Paper detail

Using Binary Population Synthesis to Calculate the Yields of Low- and Intermediate-Mass Binary Populations at Low Metallicity

Asymptotic giant branch (AGB) stars are important to chemical evolution at metallicity $Z \sim 0.0001$ ($\text{[Fe/H]} \approx -2.2$) as they contribute significantly to the production of nitrogen, lead, and dust in the early Universe. The contribution of AGB stars to the chemical evolution of the Universe is often quantified using the chemical yields from single AGB stars. Binary evolution challenges our understanding of chemical evolution as binary phenomena such as mergers and mass transfer episodes can significantly alter the stellar evolution pathways and yields.

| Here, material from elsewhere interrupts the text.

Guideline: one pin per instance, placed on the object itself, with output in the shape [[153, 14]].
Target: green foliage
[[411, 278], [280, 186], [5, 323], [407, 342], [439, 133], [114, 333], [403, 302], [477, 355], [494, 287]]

In this work, we use binary population synthesis code binary_c to model populations of low and intermediate-mass ($\sim 0.7-7 \, M_{\rm \odot}$) stars at metallicity $Z = 0.0001$. Our binary star populations predict $\sim 37\%$ fewer thermally-pulsing AGB stars than our single star populations, leading to a $\sim 40\%$ decrease in the amount of ejected C and a $\sim 35-40\%$ reduction in elements synthesised through the slow neutron capture process. The uncertainty introduced by the mass-loss from stellar winds on the AGB makes the impact of binary evolution on the total amount of ejected N uncertain. The total N yield ejected by our binary star populations ranges from a $17\%$ to a $36\%$ decrease compared to our single star populations. However, our binary populations overproduce N by over an order of magnitude during the period $300-700\,$Myr after formation.